A listing statement is an information document to be prepared by companies seeking to list on GEMS to attract potential investors. The statement should disclose all necessary information about the company without making any false statements.

Other than the general details of a company such as name, list of directors, shareholders, share capital and details of the company’s registered office, a listing statement should include:

  1. Recent developments and prospects of the company including business trends, forecasts and assumptions upon which the company has based its forecast.
  2. Directors, major shareholders and employee (senior management) information, including directors’ interests and details of founding shareholders if the company was established as a family business.

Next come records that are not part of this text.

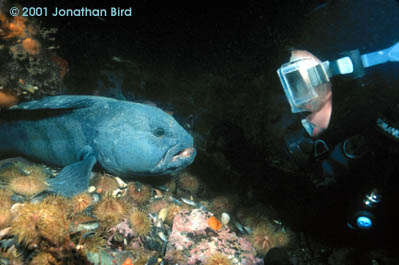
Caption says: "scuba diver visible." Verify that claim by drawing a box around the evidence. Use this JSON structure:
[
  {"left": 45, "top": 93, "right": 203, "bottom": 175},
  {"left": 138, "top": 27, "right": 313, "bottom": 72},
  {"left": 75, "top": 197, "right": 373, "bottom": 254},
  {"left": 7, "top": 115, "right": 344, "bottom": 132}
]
[{"left": 277, "top": 42, "right": 399, "bottom": 233}]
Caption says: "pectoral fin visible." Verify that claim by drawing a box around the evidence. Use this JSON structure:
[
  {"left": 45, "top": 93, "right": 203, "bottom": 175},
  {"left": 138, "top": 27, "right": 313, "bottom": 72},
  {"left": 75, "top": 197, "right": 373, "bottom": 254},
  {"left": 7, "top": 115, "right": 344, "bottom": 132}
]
[{"left": 47, "top": 155, "right": 97, "bottom": 197}]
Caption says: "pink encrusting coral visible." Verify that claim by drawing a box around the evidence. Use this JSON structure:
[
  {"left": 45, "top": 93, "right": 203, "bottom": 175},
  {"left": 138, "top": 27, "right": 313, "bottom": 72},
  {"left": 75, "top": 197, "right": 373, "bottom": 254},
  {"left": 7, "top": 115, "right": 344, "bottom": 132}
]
[{"left": 165, "top": 209, "right": 263, "bottom": 265}]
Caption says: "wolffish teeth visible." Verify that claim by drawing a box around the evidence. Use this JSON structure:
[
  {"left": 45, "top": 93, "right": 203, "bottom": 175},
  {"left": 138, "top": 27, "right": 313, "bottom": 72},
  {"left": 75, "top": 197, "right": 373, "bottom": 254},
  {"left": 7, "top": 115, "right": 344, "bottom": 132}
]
[
  {"left": 181, "top": 149, "right": 191, "bottom": 157},
  {"left": 172, "top": 147, "right": 194, "bottom": 161}
]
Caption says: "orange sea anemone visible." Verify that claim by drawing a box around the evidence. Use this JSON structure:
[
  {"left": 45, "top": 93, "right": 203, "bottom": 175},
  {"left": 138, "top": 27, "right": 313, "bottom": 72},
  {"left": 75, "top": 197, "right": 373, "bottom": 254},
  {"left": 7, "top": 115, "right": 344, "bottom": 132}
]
[
  {"left": 21, "top": 37, "right": 40, "bottom": 55},
  {"left": 0, "top": 13, "right": 28, "bottom": 40},
  {"left": 121, "top": 257, "right": 134, "bottom": 265},
  {"left": 208, "top": 216, "right": 222, "bottom": 231},
  {"left": 71, "top": 192, "right": 92, "bottom": 213}
]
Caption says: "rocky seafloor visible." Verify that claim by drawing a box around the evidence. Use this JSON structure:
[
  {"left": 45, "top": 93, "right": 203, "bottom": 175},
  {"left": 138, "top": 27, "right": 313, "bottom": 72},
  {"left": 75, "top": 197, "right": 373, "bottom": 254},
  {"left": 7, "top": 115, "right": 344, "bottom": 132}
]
[{"left": 0, "top": 157, "right": 295, "bottom": 265}]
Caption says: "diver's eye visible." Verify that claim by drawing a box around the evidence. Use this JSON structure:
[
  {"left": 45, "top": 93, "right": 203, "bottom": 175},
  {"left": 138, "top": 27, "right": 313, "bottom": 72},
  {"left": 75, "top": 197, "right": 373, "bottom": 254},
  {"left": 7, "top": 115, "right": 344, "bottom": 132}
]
[{"left": 153, "top": 127, "right": 165, "bottom": 137}]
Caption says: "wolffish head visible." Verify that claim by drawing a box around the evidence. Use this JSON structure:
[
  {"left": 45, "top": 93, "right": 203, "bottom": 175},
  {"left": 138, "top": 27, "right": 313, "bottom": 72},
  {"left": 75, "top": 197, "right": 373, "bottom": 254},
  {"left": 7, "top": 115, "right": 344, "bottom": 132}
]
[{"left": 95, "top": 101, "right": 196, "bottom": 176}]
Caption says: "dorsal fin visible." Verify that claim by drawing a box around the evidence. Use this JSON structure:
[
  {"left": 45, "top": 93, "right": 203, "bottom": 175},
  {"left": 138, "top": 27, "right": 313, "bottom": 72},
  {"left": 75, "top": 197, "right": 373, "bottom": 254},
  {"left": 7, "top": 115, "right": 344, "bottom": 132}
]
[
  {"left": 0, "top": 107, "right": 78, "bottom": 121},
  {"left": 0, "top": 96, "right": 104, "bottom": 121}
]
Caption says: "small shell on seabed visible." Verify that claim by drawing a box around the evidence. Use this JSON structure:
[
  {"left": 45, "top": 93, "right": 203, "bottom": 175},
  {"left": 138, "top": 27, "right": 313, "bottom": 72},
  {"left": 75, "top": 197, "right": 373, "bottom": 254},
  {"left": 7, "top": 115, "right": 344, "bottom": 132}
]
[
  {"left": 115, "top": 177, "right": 127, "bottom": 188},
  {"left": 157, "top": 231, "right": 167, "bottom": 242},
  {"left": 234, "top": 221, "right": 251, "bottom": 235},
  {"left": 168, "top": 196, "right": 182, "bottom": 205},
  {"left": 112, "top": 188, "right": 127, "bottom": 197},
  {"left": 181, "top": 197, "right": 197, "bottom": 207},
  {"left": 158, "top": 208, "right": 168, "bottom": 222},
  {"left": 156, "top": 185, "right": 169, "bottom": 192},
  {"left": 0, "top": 227, "right": 11, "bottom": 239},
  {"left": 91, "top": 193, "right": 100, "bottom": 203},
  {"left": 221, "top": 212, "right": 230, "bottom": 225},
  {"left": 10, "top": 203, "right": 23, "bottom": 214},
  {"left": 87, "top": 186, "right": 96, "bottom": 193},
  {"left": 153, "top": 189, "right": 163, "bottom": 199},
  {"left": 76, "top": 221, "right": 99, "bottom": 232}
]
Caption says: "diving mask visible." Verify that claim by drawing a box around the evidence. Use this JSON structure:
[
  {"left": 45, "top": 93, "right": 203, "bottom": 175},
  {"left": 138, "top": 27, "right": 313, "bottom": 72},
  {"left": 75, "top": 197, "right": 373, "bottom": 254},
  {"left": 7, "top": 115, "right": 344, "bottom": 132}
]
[
  {"left": 278, "top": 56, "right": 351, "bottom": 113},
  {"left": 278, "top": 42, "right": 399, "bottom": 136}
]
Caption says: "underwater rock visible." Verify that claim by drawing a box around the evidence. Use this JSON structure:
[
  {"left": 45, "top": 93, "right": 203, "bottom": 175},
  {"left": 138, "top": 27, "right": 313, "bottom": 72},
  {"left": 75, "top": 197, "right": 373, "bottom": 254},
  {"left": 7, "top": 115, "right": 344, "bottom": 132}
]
[
  {"left": 165, "top": 208, "right": 263, "bottom": 265},
  {"left": 263, "top": 247, "right": 291, "bottom": 265},
  {"left": 0, "top": 10, "right": 65, "bottom": 104}
]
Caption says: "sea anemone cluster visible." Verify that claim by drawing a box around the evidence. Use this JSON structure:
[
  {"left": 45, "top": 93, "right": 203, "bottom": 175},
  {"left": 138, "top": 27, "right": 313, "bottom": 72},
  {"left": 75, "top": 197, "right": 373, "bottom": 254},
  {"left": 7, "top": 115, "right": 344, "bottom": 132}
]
[
  {"left": 11, "top": 200, "right": 69, "bottom": 246},
  {"left": 93, "top": 195, "right": 129, "bottom": 228},
  {"left": 30, "top": 252, "right": 59, "bottom": 265},
  {"left": 166, "top": 204, "right": 182, "bottom": 225},
  {"left": 0, "top": 155, "right": 295, "bottom": 264},
  {"left": 177, "top": 171, "right": 200, "bottom": 194},
  {"left": 250, "top": 221, "right": 292, "bottom": 256},
  {"left": 129, "top": 210, "right": 151, "bottom": 236},
  {"left": 127, "top": 181, "right": 151, "bottom": 205},
  {"left": 92, "top": 174, "right": 119, "bottom": 194},
  {"left": 7, "top": 165, "right": 48, "bottom": 197},
  {"left": 71, "top": 192, "right": 92, "bottom": 213},
  {"left": 0, "top": 189, "right": 13, "bottom": 229},
  {"left": 210, "top": 195, "right": 234, "bottom": 215},
  {"left": 148, "top": 199, "right": 170, "bottom": 214},
  {"left": 0, "top": 247, "right": 23, "bottom": 265},
  {"left": 204, "top": 252, "right": 232, "bottom": 265}
]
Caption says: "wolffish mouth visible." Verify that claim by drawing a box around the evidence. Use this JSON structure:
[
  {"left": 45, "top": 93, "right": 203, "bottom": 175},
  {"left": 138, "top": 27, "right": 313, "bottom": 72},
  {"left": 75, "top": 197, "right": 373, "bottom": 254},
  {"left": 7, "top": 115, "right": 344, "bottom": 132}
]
[
  {"left": 153, "top": 145, "right": 196, "bottom": 174},
  {"left": 172, "top": 147, "right": 195, "bottom": 161}
]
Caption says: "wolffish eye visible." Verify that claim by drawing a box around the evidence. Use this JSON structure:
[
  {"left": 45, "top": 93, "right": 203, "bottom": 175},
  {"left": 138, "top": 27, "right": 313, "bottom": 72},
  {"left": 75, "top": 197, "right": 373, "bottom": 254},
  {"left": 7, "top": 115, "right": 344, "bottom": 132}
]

  3. Financial information of the company including an accountant’s report confirming the company’s compliance with the financial disclosures required under the Regulation. The accountants report must be able to provide a potential investor with a clear picture of the assets and liabilities, financial position, profits and losses, and the financial prospects of the issuing company.
  4. Allotment/Allocation policy. If practicable, the listing statement ought to include a policy on which allotments of securities to the public shall be made. As a requirement, the policy must reserve at least 40% of the ordinary shares that are subject to an initial public offer (“IPO”) and subsequent listing for investment by local investors. Where the allocation reserved for local investors is not fully subscribed for by local investors, the company, with the prior written approval of the Authority may allocate the remaining shares to foreign investors.
  5. The listing statement must also indicate the nature of securities being offered and rights attaching to those securities.